What they’re saying:

  • Facebook CEO Mark Zuckerberg told CBS Evening News that Facebook was simply trying to lend a helping hand. “What we are seeing are a lot of small businesses are moving more of their business online, and we want to make it easier for them to do that, too,” he said. ” Facebook Shops allows a small business to easily set up a shop inside our apps. And it will be a very fast experience for people to discover their products and be able to buy things directly.”
  • Republican Rep. Ken Buck, a member of the House Judiciary antitrust subcommittee, said he’s concerned about large tech companies squelching small businesses. Buck joined a bipartisan letter from committee members demanding that Amazon CEO Jeff Bezos testify after the Wall Street Journal reported that the company has used third-party sellers data to develop products.
“I feel very strongly that we need to make sure that we are looking at antitrust laws as a tool to increase prosperity across the marketplace to incentivize small businesses, and to make sure that the large businesses don’t use their their platforms and their position to disincentivize the kind of innovation that comes from small businesses.”
Buck, during an event Tuesday with the Internet Accountability Project, which has pushed for antitrust action against tech companies
  • Mike Blumenthal, director of local research for GatherUp, an online customer review engine, said intermediaries such as DoorDash and Grubhub have been particularly hard on local restaurants, but also cautioned about the long-term consequences of relying on Google or Facebook. “Any time there is a monopoly situation, if you are little and they are big, it can get painful,” he said.

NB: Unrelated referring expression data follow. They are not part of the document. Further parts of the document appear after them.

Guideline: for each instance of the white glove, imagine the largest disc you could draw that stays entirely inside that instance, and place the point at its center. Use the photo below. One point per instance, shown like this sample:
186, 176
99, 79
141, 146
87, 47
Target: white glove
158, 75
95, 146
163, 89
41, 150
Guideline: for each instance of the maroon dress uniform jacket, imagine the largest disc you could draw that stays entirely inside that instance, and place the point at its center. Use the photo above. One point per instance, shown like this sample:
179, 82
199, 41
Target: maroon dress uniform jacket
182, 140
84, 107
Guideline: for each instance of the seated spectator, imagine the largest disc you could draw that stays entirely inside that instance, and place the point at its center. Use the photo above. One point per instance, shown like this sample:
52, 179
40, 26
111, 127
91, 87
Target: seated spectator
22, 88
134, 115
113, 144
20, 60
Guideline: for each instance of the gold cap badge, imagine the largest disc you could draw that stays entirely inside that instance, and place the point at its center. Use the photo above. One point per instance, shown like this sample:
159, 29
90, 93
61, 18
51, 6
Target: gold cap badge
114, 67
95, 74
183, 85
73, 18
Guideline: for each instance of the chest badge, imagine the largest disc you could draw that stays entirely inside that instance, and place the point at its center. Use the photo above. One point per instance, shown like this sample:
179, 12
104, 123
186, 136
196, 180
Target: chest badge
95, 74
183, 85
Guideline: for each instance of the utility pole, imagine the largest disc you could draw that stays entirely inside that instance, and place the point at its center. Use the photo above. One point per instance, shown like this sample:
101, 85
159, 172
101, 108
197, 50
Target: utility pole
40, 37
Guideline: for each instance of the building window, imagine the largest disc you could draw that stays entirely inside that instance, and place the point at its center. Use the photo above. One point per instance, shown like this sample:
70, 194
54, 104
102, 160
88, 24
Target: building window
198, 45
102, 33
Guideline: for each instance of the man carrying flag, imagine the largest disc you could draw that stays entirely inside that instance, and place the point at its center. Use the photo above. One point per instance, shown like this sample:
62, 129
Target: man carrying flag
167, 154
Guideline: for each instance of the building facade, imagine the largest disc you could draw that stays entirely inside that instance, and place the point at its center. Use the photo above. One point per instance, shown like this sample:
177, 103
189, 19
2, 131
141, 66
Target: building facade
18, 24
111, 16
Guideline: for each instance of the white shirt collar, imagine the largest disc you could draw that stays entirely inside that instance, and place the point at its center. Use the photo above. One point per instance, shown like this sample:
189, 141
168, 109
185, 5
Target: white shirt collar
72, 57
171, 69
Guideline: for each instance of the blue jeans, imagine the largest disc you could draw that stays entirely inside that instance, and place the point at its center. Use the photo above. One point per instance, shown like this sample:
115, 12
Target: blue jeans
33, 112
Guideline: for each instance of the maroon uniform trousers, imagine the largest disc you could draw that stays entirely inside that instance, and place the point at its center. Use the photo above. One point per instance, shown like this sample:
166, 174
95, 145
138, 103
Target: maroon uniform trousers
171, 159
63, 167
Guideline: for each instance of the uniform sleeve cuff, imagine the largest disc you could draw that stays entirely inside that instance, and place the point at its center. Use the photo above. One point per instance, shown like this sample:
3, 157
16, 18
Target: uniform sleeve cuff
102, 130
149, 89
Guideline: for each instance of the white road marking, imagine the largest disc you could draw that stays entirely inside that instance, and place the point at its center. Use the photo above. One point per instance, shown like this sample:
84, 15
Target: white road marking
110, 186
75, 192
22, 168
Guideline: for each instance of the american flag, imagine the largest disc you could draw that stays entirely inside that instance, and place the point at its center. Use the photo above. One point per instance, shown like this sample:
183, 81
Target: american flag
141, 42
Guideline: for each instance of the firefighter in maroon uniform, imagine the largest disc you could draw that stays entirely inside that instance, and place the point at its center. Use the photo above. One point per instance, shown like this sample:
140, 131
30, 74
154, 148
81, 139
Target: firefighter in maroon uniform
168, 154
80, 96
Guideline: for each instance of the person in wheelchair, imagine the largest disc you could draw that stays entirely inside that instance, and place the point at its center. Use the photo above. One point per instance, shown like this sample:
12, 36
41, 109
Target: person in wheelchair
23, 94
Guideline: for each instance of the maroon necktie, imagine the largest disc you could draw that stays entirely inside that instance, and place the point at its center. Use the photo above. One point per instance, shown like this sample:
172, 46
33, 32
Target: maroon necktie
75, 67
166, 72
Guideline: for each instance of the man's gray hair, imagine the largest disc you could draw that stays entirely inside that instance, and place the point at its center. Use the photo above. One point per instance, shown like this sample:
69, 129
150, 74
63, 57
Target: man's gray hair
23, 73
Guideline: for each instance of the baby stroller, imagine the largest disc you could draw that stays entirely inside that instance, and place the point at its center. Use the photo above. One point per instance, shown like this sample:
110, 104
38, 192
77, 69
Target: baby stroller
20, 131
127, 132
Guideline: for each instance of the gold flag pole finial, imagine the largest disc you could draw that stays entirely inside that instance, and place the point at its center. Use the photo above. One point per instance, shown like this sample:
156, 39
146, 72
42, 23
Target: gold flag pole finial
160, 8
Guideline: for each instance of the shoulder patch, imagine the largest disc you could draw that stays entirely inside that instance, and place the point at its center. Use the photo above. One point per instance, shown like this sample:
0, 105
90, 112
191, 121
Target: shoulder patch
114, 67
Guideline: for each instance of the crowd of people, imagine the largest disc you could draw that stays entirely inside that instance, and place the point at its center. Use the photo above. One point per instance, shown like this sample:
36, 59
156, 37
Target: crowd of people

Our thought bubble: One need only look at the news industry to see the potential downsides of businesses becoming too reliant on on tech companies for the digital side of their business.

Yes, but: Lauren Lang, a volunteer organizer with Help Main Street, says not all tech companies hurt small businesses.

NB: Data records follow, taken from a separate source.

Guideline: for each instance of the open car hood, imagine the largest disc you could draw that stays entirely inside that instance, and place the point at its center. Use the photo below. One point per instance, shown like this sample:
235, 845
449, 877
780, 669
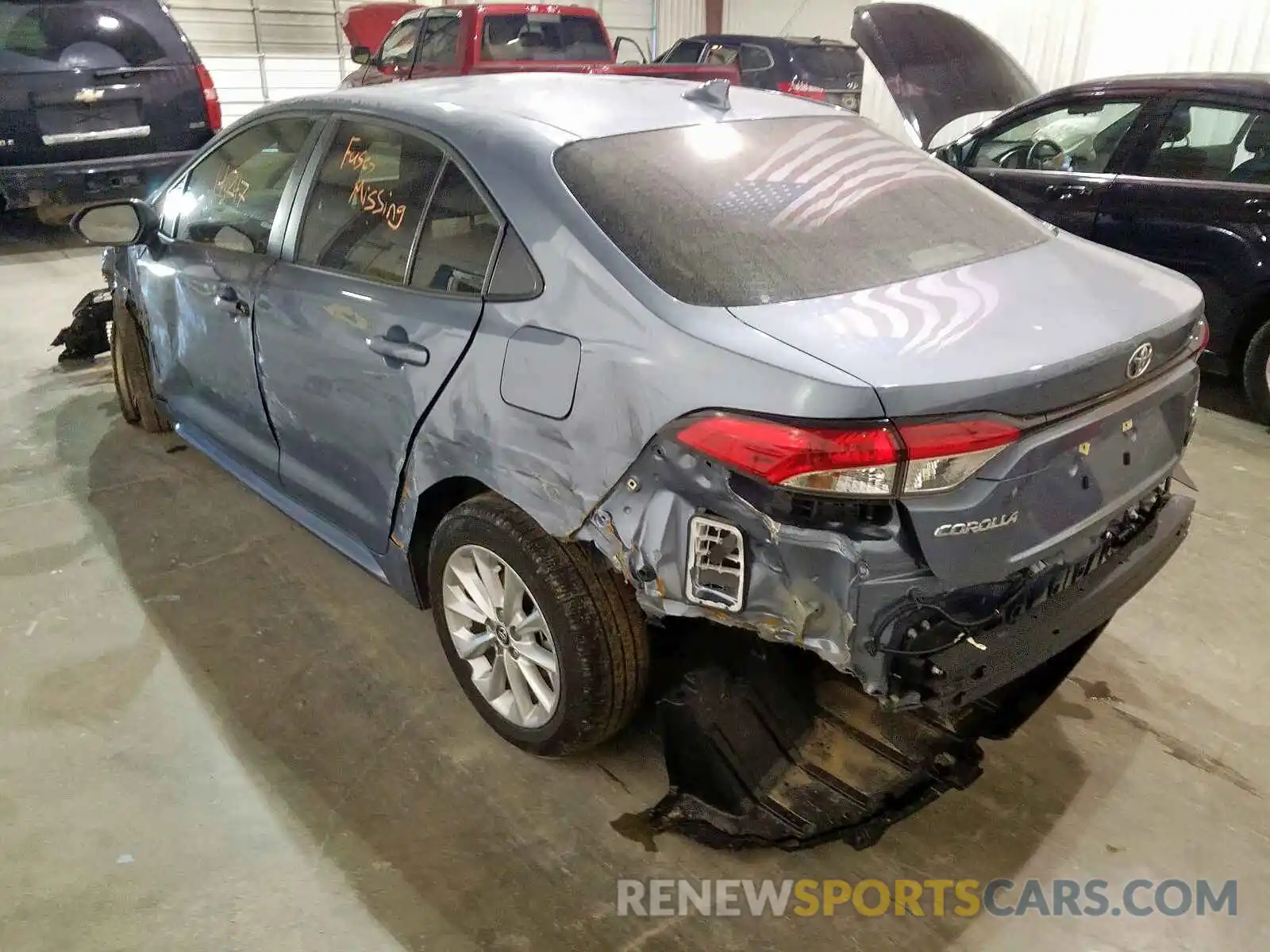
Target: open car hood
937, 67
368, 25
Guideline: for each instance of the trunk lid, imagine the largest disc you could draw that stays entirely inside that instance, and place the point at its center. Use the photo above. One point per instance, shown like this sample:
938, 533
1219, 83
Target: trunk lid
1049, 501
95, 79
937, 67
1028, 333
1045, 336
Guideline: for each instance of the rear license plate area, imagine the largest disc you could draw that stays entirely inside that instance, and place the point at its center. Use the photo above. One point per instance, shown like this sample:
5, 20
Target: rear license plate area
76, 120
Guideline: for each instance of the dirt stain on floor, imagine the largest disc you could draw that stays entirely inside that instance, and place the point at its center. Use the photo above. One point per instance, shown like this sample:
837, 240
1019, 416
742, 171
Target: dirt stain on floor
1191, 754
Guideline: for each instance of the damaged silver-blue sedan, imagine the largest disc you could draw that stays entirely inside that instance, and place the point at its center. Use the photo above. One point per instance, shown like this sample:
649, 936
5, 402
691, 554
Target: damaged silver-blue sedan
563, 357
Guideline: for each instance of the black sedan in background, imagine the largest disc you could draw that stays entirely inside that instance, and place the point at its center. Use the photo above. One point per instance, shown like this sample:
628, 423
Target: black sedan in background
1172, 168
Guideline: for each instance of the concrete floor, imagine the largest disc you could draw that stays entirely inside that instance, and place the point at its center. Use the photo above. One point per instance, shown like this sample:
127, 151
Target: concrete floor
216, 734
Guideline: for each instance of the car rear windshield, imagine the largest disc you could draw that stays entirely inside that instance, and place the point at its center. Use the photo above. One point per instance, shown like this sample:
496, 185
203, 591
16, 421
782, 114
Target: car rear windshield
829, 67
762, 211
543, 36
87, 35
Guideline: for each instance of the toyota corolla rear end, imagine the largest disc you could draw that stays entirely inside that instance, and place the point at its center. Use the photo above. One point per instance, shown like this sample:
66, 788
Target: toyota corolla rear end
1037, 393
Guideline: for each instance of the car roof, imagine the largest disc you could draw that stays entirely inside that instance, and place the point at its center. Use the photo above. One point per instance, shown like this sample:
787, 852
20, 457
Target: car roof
1238, 83
768, 41
552, 107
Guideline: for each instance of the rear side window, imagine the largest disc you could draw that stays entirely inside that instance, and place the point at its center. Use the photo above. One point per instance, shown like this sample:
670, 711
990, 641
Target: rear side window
87, 35
543, 37
368, 202
457, 239
829, 67
762, 211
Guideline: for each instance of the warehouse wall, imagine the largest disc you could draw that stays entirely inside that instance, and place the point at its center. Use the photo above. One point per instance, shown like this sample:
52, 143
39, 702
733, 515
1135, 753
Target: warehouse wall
260, 51
677, 19
1057, 41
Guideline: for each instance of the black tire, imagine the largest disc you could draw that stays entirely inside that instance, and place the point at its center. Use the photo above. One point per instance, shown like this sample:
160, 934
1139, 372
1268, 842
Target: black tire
596, 625
1257, 368
130, 355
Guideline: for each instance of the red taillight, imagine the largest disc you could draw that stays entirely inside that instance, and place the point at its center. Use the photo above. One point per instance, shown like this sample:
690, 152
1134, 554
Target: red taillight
1199, 336
870, 461
802, 89
945, 455
210, 98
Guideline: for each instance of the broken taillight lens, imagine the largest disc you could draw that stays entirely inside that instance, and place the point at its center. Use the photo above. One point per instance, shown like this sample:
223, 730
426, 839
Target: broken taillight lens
211, 98
798, 88
876, 460
1198, 342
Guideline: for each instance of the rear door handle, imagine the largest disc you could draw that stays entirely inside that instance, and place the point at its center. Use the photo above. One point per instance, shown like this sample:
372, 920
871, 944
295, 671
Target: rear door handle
228, 300
400, 351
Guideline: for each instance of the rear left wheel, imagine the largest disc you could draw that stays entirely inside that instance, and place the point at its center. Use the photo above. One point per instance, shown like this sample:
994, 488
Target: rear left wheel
548, 644
1257, 374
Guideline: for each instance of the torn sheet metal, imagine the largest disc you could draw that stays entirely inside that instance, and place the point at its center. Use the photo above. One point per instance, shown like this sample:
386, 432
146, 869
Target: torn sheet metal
772, 749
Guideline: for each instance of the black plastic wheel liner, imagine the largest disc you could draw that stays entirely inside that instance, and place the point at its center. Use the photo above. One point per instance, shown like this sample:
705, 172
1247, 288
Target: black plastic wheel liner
772, 750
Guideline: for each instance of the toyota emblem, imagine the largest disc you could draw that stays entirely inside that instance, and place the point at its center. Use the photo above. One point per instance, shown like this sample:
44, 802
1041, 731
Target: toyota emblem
1140, 361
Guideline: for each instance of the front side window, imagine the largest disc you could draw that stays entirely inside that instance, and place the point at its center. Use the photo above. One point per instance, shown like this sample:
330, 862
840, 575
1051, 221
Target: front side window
764, 211
756, 59
721, 55
533, 37
440, 44
232, 197
368, 202
400, 44
1213, 144
686, 51
1073, 137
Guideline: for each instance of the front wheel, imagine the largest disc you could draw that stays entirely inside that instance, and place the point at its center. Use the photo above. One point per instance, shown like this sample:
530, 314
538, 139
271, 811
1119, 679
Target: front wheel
1257, 374
548, 644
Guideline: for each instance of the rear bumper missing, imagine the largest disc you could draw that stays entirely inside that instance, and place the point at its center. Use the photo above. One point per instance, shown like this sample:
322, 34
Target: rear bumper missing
84, 182
973, 668
846, 585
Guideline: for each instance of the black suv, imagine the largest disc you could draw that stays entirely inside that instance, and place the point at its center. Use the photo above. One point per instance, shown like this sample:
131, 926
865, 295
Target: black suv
813, 67
98, 99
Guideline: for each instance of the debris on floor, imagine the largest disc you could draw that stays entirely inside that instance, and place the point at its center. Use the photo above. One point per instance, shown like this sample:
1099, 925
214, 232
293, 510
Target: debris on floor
87, 336
774, 749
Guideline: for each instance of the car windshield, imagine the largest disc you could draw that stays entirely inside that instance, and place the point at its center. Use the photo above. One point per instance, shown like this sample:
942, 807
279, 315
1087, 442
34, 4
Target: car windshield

  • “While third-party delivery companies are definitely predatory, there are some other corporations like Instacart that are actually helping to provide supplementary income for restaurant workers that have been laid off,” Lang told Axios. “It’s not full-time work and it’s not solving the unemployment crisis by any means, but it’s additive, flexible income that can be a bridge in the interim.”

The bottom line: Blumenthal said the solution is for small businesses to make sure they own the digital relationship with their customers as well as the face-to-face relationship. But many small businesses simply aren’t in a position to do that, he acknowledged.